To carry the real outputs and eval results, add a DatasetItemRecorder parameter to your test method and fill it in. The extension supplies a fresh recorder per invocation, so you never reset it between examples.
import dev.dokimos.core.EvalResult;
import dev.dokimos.core.Reporter;
import dev.dokimos.junit.DatasetRunExtension.DatasetItemRecorder;
import dev.dokimos.junit.DatasetReporter;
import dev.dokimos.junit.DatasetSource;
import org.junit.jupiter.params.ParameterizedTest;
class SupportEvaluationTest {
@DatasetReporter
static final Reporter reporter = new DokimosServerReporter(serverConfig);
@ParameterizedTest
@DatasetSource("classpath:datasets/support-qa.json")
void shouldAnswerSupportQuestions(Example example, DatasetItemRecorder recorder) {
String answer = supportBot.generate(example.input());
EvalTestCase testCase = example.toTestCase(answer);
recorder.actualOutput("output", answer);
for (Evaluator evaluator : evaluators) {
EvalResult result = evaluator.evaluate(testCase);
recorder.evalResult(result);
}
Assertions.assertEval(testCase, evaluators);
}
}
The recorder methods are chainable:
actualOutput(String key, Object value)actualOutputs(Map<String, Object> outputs)evalResult(EvalResult result)evalResults(List<EvalResult> results)
Add run metadata
When a @DatasetReporter field is present, @DatasetSource forwards metadata to the reporter. Use entries for type-safe key-value pairs:
@ParameterizedTest
@DatasetSource(
value = "classpath:datasets/support-qa.json",
entries = {
@MetadataEntry(key = "model", value = "gpt-4"),
@MetadataEntry(key = "temperature", value = "0")
})
void shouldAnswerSupportQuestions(Example example) {
// ...
}
The alternating-string form metadata = {"model", "gpt-4", "temperature", "0"} also works. When you set both, entries wins.
Run in CI/CD
Maven
Run the tests in your pipeline:
mvn test
GitHub Actions
name: LLM Tests
on: [push, pull_request]
jobs:
test:
runs-on: ubuntu-latest
steps:
- uses: actions/checkout@v3
- name: Set up JDK 21
uses: actions/setup-java@v3
with:
java-version: '21'
distribution: 'temurin'
- name: Run LLM Tests
env:
OPENAI_API_KEY: ${{ secrets.OPENAI_API_KEY }}
run: mvn test
- name: Publish Test Report
if: always()
uses: dorny/test-reporter@v1
with:
name: JUnit Tests
path: target/surefire-reports/*.xml
reporter: java-junit
Test reports
JUnit writes standard reports that CI tools read:
target/surefire-reports/
├── TEST-CustomerSupportTest.xml
└── CustomerSupportTest.txt
Run tests in parallel
JUnit 5 and 6 run tests in parallel out of the box. Use this to speed up suites with many examples.
Turn it on
Create src/test/resources/junit-platform.properties:
junit.jupiter.execution.parallel.enabled=true
junit.jupiter.execution.parallel.mode.default=concurrent
junit.jupiter.execution.parallel.config.fixed.parallelism=4
It works with @DatasetSource
Parameterized tests that use @DatasetSource get parallel execution automatically:
- Java
- Kotlin
@ParameterizedTest
@DatasetSource("classpath:datasets/qa-dataset.json")
void shouldAnswerCorrectly(Example example) {
String answer = assistant.answer(example.input());
EvalTestCase testCase = example.toTestCase(answer);
Assertions.assertEval(testCase, evaluators);
}
@ParameterizedTest
@DatasetSource("classpath:datasets/qa-dataset.json")
fun shouldAnswerCorrectly(example: Example) {
val answer = assistant.answer(example.input())
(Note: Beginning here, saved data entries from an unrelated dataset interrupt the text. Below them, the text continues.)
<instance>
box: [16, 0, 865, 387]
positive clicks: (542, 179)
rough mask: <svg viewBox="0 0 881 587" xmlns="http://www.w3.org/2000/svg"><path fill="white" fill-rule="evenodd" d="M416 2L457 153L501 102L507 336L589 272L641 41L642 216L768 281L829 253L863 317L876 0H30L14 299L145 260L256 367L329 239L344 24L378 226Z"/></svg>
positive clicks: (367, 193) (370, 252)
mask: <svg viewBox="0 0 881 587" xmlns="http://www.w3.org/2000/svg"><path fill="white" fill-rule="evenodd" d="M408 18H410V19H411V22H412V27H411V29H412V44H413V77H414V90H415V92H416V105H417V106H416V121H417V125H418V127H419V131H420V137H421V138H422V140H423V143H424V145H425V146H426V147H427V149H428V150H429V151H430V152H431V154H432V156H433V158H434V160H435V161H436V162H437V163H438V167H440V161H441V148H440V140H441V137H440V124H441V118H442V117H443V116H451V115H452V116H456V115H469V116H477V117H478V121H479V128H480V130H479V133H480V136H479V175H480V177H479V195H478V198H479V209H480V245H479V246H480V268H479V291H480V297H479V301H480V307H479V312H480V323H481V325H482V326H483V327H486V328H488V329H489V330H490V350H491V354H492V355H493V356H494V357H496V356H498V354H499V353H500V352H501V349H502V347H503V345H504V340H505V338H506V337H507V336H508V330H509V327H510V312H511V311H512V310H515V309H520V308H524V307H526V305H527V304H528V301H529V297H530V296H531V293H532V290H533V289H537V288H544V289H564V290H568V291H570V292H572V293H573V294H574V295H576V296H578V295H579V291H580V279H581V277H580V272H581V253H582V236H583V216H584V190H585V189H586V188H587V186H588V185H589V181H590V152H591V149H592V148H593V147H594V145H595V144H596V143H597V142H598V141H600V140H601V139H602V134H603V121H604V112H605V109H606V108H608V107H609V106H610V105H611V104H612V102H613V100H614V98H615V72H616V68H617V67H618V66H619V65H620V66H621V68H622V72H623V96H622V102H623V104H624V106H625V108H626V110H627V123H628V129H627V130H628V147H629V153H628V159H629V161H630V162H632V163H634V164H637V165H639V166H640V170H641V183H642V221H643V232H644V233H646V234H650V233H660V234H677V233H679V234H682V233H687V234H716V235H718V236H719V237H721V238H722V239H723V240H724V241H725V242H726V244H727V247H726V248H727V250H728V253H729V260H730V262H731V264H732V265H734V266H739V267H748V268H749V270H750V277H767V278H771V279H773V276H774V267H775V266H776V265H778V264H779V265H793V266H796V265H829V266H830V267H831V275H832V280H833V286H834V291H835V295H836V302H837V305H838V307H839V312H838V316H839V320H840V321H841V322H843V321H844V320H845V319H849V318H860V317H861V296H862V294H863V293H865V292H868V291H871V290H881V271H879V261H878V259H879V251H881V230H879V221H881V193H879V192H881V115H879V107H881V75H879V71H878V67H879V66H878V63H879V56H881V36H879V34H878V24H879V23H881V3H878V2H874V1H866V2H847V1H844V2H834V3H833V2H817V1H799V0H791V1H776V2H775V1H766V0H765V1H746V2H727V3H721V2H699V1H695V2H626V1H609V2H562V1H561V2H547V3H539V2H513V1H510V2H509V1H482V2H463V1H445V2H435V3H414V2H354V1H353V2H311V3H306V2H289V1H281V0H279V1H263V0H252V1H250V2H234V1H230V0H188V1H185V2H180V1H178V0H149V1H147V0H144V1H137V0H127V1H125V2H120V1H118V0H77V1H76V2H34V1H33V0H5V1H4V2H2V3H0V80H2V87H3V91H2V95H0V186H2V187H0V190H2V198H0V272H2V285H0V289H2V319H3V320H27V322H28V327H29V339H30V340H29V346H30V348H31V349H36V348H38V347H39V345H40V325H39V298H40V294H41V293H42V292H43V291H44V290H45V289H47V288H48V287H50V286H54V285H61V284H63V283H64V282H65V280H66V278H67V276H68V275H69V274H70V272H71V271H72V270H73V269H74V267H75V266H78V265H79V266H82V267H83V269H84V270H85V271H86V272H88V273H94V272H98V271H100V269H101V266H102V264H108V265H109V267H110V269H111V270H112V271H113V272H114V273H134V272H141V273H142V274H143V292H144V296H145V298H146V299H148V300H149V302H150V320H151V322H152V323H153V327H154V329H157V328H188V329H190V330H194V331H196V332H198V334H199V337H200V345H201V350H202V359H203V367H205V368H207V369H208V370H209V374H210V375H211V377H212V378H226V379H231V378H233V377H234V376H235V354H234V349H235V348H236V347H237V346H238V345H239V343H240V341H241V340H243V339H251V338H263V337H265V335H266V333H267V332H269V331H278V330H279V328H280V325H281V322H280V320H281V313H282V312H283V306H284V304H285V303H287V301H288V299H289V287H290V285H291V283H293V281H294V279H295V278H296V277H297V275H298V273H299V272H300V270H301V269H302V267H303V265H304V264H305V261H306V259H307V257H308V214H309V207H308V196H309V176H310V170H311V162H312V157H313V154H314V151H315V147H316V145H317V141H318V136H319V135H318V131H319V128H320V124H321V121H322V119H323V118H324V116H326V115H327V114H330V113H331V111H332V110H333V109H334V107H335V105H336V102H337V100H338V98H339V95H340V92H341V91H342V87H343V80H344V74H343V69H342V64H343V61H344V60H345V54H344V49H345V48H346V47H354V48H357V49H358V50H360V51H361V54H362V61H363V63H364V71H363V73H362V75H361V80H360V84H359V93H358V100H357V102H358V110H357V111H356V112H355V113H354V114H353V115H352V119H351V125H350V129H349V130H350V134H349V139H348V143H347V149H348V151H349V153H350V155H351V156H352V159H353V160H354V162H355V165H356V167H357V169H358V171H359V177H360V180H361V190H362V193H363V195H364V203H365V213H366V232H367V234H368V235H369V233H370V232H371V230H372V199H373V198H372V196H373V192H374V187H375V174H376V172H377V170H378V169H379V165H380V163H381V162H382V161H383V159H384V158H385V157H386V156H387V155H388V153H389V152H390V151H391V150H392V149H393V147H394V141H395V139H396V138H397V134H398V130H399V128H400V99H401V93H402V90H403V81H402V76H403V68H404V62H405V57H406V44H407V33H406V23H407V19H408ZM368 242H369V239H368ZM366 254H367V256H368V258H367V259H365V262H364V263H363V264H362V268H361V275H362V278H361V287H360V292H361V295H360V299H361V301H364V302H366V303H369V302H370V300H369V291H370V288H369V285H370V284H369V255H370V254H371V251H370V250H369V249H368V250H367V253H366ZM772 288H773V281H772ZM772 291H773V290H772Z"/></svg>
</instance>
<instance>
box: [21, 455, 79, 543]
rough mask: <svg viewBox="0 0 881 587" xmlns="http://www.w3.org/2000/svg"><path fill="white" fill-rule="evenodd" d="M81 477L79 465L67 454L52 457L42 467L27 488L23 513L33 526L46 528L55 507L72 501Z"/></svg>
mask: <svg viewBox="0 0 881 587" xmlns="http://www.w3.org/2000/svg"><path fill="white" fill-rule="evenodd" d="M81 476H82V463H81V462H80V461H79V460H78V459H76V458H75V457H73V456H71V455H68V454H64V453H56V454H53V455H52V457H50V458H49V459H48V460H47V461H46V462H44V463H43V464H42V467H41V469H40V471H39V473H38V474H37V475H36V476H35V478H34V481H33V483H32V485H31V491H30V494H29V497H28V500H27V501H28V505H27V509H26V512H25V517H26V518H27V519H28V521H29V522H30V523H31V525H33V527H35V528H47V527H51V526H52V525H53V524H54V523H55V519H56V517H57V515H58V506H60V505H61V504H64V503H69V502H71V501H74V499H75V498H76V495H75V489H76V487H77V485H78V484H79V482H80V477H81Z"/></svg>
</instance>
val testCase = example.toTestCase(answer)
Assertions.assertEval(testCase, evaluators)
}
With parallelism on, JUnit runs multiple examples at the same time.
Watch for rate limits
LLM APIs have rate limits. If you hit them:
- Lower
parallelismin the properties file. - Or use the programmatic
ExperimentAPI with explicit.parallelism()control.
Keep it thread-safe
Make your task implementation and any shared state thread-safe before you run tests in parallel.
Best practices
- Keep datasets in version control. Store them next to your code so tests stay reproducible.
- Start with critical examples. Do not test everything. Focus on the cases that must never break.
- Use clear test names. Make it obvious what each test checks.
- Split CI from full evaluation. Use a small dataset for CI (10 to 20 examples) and run full evaluations separately.
- Test at multiple levels. Combine unit tests (JUnit) with full evaluations (Experiments) for the best coverage.